Miktar (Azlık-Çokluk) Zarfları

Miktar (Azlık-Çokluk) Zarfları

Miktar (Azlık-Çokluk) Zarfları

Miktar (Azlık-Çokluk) Zarfları: Fiillerin,  fiilimsilerin, sıfatların ya da başka zarfların anlamlarını ölçü yönünden  tamamlayan, artıran, azaltan zarflardır. “en, daha, pek, çok, az,  biraz, kadar, denli, gibi, fazla…”

Özellikleri  ve Örnekler:

Fiile veya sıfata sorulan “ne  kadar?” sorusunun cevabıdır.

Kendilerinden önceki ya da sonraki kelimeyle birlikte söze eşitlik,  üstünlük, en üstünlük, aşırılık, karşılaştırma anlamları katar.

  • Benim  kadar çalışırsan başarılı olursun. (eşitlik)
  • O  da babası gibi yürüyor. (eşitlik, benzerlik)
  • Cennet  kadar güzeldi vatanımız. (eşitlik, benzerlik)
  • Bu  kadar çok  çalışmak niye. (eşitlik)
  • Beş  dakika kadar dinlenelim. (eşitlik, yaklaşıklık)
  •  Yemeği biraz fazlaca yemişim. (biraz: eşitlik; fazlaca: aşırılık)
  • Ayakkabısı azıcık dar geliyormuş. (eşitlik, aza yakın)
  • Düne  göre azıcık iyileşmiş. (eşitlik, aza yakın)

“en” kelimesi aşırılık, en  üstünlük anlamı verir:

  • En yakın arkadaşı benim. (en üstünlük; sıfattan önce)
  • En çok çalışan canlı  karıncadır. (en üstünlük, zarftan önce)

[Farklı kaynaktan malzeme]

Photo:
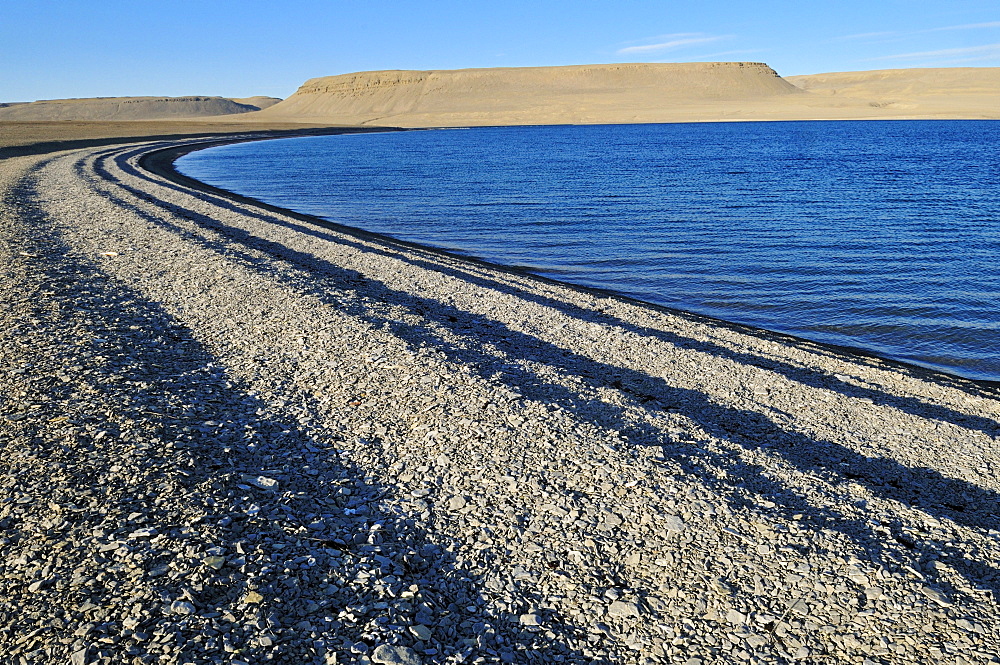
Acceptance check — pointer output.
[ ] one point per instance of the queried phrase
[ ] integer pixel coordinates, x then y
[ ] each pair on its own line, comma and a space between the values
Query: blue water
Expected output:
879, 235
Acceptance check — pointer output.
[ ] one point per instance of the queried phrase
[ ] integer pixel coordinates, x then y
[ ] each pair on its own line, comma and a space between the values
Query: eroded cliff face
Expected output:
583, 93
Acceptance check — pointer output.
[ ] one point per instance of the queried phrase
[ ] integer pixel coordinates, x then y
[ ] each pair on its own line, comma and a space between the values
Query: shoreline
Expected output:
229, 431
162, 162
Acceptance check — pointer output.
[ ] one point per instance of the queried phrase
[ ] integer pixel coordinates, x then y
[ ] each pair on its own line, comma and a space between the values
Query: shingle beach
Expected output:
233, 435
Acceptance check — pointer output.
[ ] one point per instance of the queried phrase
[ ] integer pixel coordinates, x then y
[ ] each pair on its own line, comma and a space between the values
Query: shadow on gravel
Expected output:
314, 227
745, 485
329, 562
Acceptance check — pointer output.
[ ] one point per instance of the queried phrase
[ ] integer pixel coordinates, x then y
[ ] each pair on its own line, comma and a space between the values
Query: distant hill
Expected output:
132, 108
966, 91
531, 95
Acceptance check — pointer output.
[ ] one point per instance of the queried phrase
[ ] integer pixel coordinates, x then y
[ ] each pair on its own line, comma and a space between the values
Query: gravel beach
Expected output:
233, 435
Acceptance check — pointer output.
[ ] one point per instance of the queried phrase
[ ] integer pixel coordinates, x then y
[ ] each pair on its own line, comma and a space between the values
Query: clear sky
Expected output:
74, 48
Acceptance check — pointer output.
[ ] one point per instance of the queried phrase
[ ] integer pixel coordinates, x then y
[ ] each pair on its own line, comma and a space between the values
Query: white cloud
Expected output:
985, 52
673, 42
970, 26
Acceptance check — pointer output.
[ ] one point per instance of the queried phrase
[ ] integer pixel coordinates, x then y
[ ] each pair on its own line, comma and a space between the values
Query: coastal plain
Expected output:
236, 434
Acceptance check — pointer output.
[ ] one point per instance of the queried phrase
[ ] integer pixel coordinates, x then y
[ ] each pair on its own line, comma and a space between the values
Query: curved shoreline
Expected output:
162, 162
228, 431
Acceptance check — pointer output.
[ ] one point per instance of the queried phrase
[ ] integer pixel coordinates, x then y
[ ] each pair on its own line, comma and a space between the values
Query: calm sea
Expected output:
879, 235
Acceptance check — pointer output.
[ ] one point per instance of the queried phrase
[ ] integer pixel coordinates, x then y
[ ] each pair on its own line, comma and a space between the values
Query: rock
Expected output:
386, 654
261, 482
673, 523
623, 609
936, 596
421, 632
182, 607
736, 617
214, 562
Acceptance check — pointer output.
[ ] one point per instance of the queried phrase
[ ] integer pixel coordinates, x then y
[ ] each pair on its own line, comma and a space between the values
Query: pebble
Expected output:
395, 655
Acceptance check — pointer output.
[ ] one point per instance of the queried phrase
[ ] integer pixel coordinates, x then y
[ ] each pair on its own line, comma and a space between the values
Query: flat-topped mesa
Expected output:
640, 92
128, 108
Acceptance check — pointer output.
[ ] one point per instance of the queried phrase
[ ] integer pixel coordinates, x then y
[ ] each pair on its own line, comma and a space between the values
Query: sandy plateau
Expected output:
233, 434
631, 93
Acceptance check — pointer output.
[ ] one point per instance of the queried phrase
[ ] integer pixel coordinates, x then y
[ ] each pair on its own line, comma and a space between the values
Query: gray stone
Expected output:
386, 654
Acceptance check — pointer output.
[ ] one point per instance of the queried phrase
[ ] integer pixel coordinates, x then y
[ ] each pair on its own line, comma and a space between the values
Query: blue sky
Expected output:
68, 48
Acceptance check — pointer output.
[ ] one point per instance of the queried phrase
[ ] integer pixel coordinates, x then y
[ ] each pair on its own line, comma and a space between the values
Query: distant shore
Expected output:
230, 430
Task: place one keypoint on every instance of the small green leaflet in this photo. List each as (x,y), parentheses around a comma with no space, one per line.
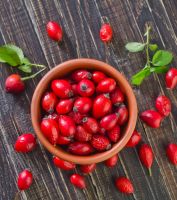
(135,46)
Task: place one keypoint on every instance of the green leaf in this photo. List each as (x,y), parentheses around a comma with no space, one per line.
(162,58)
(135,46)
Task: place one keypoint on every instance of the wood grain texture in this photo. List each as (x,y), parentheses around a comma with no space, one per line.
(23,22)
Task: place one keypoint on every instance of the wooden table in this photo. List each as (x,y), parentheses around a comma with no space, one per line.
(23,22)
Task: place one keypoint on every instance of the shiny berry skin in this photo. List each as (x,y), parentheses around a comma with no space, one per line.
(90,124)
(98,76)
(67,126)
(171,152)
(111,162)
(25,143)
(100,142)
(25,179)
(114,134)
(85,88)
(109,121)
(82,135)
(14,84)
(134,140)
(62,164)
(64,106)
(171,78)
(124,185)
(49,102)
(81,74)
(151,118)
(62,88)
(163,105)
(50,129)
(82,105)
(106,33)
(146,156)
(101,105)
(107,85)
(80,148)
(54,31)
(86,169)
(78,181)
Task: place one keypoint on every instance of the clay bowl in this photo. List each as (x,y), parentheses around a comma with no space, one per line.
(64,69)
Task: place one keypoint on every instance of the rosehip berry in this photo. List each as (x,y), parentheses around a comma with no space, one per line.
(171,78)
(111,162)
(81,74)
(80,148)
(49,102)
(54,31)
(62,164)
(106,85)
(62,88)
(134,140)
(49,128)
(171,152)
(124,185)
(85,88)
(66,126)
(14,84)
(151,118)
(25,143)
(106,32)
(78,181)
(101,105)
(64,106)
(163,105)
(25,179)
(86,169)
(82,105)
(100,142)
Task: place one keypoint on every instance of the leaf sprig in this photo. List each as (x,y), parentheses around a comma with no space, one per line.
(157,64)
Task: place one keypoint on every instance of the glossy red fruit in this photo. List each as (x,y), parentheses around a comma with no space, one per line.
(85,88)
(111,162)
(80,148)
(62,164)
(106,32)
(82,135)
(114,134)
(25,179)
(67,126)
(146,156)
(49,102)
(64,106)
(98,76)
(50,129)
(163,105)
(14,84)
(100,142)
(82,105)
(81,74)
(134,140)
(109,121)
(62,88)
(151,118)
(107,85)
(25,143)
(78,181)
(54,31)
(101,105)
(90,124)
(171,152)
(86,169)
(171,78)
(124,185)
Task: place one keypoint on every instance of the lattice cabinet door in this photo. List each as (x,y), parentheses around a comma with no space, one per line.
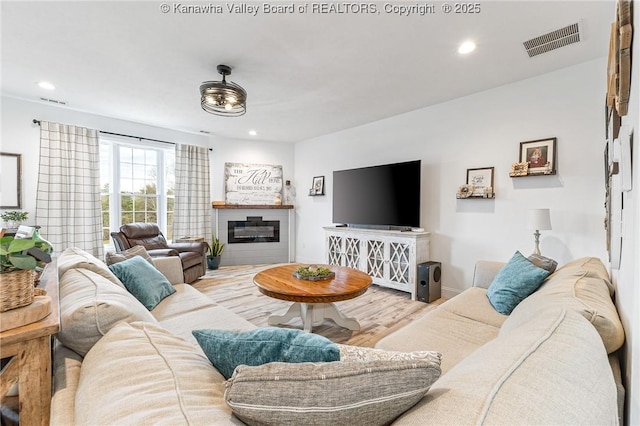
(400,262)
(375,258)
(352,252)
(334,254)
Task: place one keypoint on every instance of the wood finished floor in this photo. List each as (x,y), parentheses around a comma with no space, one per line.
(380,310)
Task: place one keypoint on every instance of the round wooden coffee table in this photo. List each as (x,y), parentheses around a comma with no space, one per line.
(313,300)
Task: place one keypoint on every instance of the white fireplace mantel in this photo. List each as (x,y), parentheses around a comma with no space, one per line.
(259,252)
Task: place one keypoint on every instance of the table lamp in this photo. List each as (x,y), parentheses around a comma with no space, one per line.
(538,219)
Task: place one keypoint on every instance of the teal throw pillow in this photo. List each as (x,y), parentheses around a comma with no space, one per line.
(515,281)
(227,349)
(143,281)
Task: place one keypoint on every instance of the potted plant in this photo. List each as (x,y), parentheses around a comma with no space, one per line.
(14,218)
(19,258)
(215,250)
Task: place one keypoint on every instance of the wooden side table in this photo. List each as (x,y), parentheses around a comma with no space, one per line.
(30,365)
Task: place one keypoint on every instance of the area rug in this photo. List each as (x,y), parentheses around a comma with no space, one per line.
(380,310)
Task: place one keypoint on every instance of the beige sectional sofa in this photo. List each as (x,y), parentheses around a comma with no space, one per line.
(546,363)
(551,361)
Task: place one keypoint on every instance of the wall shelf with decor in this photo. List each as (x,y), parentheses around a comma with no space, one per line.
(476,197)
(479,185)
(533,174)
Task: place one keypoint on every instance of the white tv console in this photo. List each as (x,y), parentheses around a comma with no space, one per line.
(389,257)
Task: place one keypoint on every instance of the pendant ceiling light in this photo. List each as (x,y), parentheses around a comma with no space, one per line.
(222,97)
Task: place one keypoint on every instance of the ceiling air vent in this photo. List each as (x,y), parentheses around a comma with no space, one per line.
(53,101)
(553,40)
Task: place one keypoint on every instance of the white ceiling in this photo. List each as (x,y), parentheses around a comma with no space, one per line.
(306,74)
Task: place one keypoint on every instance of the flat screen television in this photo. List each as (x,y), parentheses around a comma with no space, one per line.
(380,197)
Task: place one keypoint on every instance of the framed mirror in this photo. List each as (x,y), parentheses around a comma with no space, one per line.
(10,184)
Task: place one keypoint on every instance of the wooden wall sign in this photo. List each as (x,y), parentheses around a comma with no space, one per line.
(619,63)
(253,184)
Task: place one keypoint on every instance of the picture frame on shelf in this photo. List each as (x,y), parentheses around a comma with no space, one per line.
(481,179)
(519,169)
(317,187)
(540,155)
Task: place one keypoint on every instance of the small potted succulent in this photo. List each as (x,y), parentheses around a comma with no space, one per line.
(13,218)
(19,258)
(215,251)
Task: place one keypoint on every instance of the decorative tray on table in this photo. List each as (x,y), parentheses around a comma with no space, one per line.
(313,273)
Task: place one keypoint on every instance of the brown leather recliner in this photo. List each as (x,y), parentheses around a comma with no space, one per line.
(193,255)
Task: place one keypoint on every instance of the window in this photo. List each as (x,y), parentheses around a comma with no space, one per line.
(137,185)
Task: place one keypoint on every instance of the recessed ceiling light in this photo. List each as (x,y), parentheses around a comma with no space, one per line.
(466,47)
(46,85)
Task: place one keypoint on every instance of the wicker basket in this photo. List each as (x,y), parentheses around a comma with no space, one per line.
(16,289)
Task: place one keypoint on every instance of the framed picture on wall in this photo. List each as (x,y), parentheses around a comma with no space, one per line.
(540,155)
(317,188)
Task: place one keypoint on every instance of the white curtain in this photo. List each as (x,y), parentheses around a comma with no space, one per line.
(192,214)
(68,204)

“daha” kelimesi  karşılaştırma, üstünlük anlamları katar.

  • O senden daha çabuk bitirdi. (üstünlük;  zarftan önce)
  • Daha güzel bir araba aldı.  (üstünlük; sıfattan önce)

Not: “daha” kelimesi zaman ve  “başka” anlamı da katabilir. “bir” kelimesiyle birlikte yineleme zarfı olur:

  • Songül daha telefon etmedi. (zaman zarfı, henüz anlamında)
  • Buralara bir daha gelebilir miyiz? (yineleme zarfı,”başka” anlamında)
  • Hepsini  aldınız, daha ne istiyorsunuz? (yineleme zarfı,”başka” anlamında)

“çokça, çok, pek çok, çok az, gayet, fazla, fazlaca, epey” kelimeleri  aşırılık anlamı katar.

  • Bugünlerde çok az uyuyor.
  • Gayet çalışkan bir insandı.
  • Dergiyi  çıkarmak için epey çalıştık.
  • Adem pek akıllı bir çocuktur.
  • Fazla okuyor, gözleri bozulacak.

“eksik, seyrek, sık” kelimeleri işin ne kadar sıklıkla yapıldığını  belirtir:

  • Bugünlerde sık görüşüyoruz.
  • Parayı  iki milyon eksik vermiş.
  • Eskisi  gibi değil; seyrek uğruyor.

“aşağı yukarı, şöyle böyle” ikilemeleri “yaklaşık” anlamı katar.

  • Bursa’da aşağı yukarı bir ay kaldık
  • Ankara’ya  geleli şöyle böyle 9 yıl oldu.